Gore: Iowa could shape dialogue on climate change

Source: By Brianne Pfannenstiel, Des Moines Register • Posted: Thursday, May 7, 2015


Iowa could have a critical role in shaping the national conversation about climate change ahead of the 2016 presidential election, Al Gore said Tuesday in Cedar Rapids.

“It’s hard to miss the importance of a state that is simultaneously the first contest in the presidential contest and the number one producer of wind electricity in the country with a fast-growing solar economy also,” Gore told The Des Moines Register. “You put those two things together and I think Iowa has a tremendous potential for pushing this onto the agenda of (presidential) candidates in both parties.”

The former vice-president-turned-environmental-activist is in Cedar Rapids this week trying to ensure climate change and other environmental issues play an important role in the coming caucus season.

His Climate Reality program, which launched in 2011, is conducting a three-day training session for people who want to advocate for solutions to climate change. They’ll hear from experts and participate in workshops to learn how to talk with local, state and national leaders about what they see as a critical issue.

“This training was put here in Cedar Rapids this year for a very simple reason,” Gore said. “All of the presidential candidates in both parties are crisscrossing the state this year.”

Cedar Rapids is one of four cities chosen to be part of the program this year. The others are Miami, New Delhi and Toronto.

Gore says he’s hopeful that as presidential candidates begin making stops in coffee shops and Pizza Ranches around the state, Iowans trained through the program will be able to push candidates to consider making climate action part of their policy platform.

Public support

NASA reports that 97 percent of climate scientists agree the climate is changing and it is very likely the result of human activity. But there remains a steep partisan divide on the issue and little support among Republicans.

Some candidates for the Republican presidential nomination have publicly denied the human influence on climate change.

While that prompts Gore to hit his forehead with his palm, he says he’s hopeful that candidates will adjust their positions as the election progresses.

“One of the things I learned during the years I was in politics is that when there’s enough public pressure, candidates can and do change their minds,” he said. “If enough regular folks make it known that they’re going to be attending the caucuses and put their thoughts on the scale, it will tilt way toward doing the right thing.”

Making the business case

Iowa’s wind energy production makes it a unique place to have this conversation, Gore said.

About 28 percent of Iowa’s power comes from wind, the highest in the nation.

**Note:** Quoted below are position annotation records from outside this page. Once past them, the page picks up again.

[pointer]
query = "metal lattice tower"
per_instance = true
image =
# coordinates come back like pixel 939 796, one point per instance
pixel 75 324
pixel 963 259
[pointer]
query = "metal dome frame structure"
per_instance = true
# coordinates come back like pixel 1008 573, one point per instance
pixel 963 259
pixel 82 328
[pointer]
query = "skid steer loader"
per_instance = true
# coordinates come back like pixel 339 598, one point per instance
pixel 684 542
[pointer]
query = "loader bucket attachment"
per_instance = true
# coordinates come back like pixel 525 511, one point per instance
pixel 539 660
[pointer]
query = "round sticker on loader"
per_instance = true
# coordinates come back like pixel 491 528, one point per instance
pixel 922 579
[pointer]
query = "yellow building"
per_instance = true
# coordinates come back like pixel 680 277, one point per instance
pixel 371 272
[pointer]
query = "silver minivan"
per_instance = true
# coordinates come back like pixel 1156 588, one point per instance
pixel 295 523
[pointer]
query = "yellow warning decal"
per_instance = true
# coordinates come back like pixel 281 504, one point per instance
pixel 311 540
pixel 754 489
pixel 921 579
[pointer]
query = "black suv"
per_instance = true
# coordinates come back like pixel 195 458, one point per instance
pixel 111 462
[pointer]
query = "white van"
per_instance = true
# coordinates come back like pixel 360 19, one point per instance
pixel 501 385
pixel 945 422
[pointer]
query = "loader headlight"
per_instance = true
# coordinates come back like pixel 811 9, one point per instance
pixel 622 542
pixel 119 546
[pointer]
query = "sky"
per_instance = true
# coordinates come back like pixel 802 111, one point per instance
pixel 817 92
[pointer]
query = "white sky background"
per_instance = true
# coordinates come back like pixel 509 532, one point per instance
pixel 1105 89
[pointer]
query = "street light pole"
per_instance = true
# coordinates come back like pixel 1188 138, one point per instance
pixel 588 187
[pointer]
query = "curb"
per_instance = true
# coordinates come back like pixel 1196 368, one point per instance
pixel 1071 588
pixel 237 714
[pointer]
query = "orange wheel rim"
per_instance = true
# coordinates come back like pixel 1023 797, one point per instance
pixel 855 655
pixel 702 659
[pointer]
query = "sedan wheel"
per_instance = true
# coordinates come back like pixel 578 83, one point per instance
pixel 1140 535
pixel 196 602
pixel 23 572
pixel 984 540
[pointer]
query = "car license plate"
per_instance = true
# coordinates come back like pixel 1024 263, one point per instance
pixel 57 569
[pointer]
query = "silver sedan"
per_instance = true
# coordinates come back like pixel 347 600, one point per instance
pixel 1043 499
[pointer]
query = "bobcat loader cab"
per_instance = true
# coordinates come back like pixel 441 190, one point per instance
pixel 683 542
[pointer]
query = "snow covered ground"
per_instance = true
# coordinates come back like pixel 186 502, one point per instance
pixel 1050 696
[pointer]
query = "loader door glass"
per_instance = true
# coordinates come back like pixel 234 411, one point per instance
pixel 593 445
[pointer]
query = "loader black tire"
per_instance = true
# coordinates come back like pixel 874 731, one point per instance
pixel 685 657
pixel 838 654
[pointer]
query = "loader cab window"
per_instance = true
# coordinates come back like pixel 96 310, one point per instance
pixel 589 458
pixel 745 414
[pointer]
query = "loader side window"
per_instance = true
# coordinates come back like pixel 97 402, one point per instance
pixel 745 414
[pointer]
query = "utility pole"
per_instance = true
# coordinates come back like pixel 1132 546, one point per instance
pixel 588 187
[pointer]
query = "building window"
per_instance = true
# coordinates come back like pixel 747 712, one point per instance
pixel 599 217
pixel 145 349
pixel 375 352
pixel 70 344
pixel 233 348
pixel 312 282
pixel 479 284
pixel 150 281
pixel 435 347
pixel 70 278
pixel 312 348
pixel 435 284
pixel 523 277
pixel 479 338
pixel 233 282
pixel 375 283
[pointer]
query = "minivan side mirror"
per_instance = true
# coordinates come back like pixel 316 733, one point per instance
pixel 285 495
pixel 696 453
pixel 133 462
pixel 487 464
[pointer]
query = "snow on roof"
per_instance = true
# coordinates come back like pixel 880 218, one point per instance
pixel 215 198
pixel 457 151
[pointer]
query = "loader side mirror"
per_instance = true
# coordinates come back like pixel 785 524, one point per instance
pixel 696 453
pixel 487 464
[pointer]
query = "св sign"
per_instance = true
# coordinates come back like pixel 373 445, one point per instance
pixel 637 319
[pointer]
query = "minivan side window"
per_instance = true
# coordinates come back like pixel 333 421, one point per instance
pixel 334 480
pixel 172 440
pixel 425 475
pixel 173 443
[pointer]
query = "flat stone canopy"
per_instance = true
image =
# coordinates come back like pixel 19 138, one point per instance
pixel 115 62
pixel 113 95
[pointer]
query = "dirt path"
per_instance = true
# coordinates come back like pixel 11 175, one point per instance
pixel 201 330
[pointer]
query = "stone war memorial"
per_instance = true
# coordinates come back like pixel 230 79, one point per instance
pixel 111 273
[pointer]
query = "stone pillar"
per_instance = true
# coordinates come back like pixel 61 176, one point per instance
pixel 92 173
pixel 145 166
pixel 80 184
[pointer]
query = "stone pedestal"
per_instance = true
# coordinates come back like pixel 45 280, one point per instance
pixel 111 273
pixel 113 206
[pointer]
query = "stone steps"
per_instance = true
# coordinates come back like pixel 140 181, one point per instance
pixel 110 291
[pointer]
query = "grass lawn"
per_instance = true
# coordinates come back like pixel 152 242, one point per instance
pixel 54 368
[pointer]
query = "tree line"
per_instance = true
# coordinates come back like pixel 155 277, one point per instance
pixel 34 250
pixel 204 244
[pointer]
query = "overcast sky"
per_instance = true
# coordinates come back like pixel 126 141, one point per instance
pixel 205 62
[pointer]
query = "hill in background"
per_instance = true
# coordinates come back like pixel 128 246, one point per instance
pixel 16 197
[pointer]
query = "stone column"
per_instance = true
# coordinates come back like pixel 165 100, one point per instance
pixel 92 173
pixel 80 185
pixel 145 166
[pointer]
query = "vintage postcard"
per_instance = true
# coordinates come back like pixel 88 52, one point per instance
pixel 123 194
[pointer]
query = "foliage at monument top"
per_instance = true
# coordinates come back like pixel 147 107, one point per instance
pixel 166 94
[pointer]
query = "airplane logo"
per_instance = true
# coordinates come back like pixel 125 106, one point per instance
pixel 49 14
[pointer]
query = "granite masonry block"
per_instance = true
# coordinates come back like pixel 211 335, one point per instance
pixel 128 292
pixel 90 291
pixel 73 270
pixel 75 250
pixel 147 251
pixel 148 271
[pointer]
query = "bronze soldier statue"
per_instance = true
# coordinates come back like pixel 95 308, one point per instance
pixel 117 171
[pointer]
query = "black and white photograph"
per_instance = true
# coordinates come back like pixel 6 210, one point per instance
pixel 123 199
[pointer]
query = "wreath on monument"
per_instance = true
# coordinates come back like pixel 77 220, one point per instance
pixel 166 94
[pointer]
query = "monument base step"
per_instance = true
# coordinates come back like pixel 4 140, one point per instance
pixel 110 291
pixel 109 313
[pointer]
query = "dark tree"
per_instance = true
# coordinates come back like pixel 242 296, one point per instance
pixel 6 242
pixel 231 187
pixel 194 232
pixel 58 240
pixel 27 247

And since 2004, about $10 billion has been invested in Iowa’s wind energy industry, supporting about 6,000 jobs that are tied to manufacturing, operations and design.

“I think business has been leading the way,” Gore said. “What they’ve done to make solar and wind so much cheaper than it used to be is changing everything,”

He said that as alternative energy forms become cheaper than traditional fossil fuels, people — regardless of political ideology — will turn to them. It shifts the conversation away from politics and toward practicality.

He related a story of a woman named Debbie Dooley who gave a presentation immediately following his at the Bloomberg New Energy Finance conference in New York City.

Dooley is a national Tea Party activist. She’s also a major advocate for solar energy.

“Debbie Dooley doesn’t talk about climate,” Gore said. “We can have a great conversation and work together but we don’t talk about climate together. She just says, ‘Hey, solar energy’s cheaper. I don’t want to be tied to this electric utility monopoly. I want to do it for myself and put solar panels on my roof.’ … And that’s spreading all over the country.”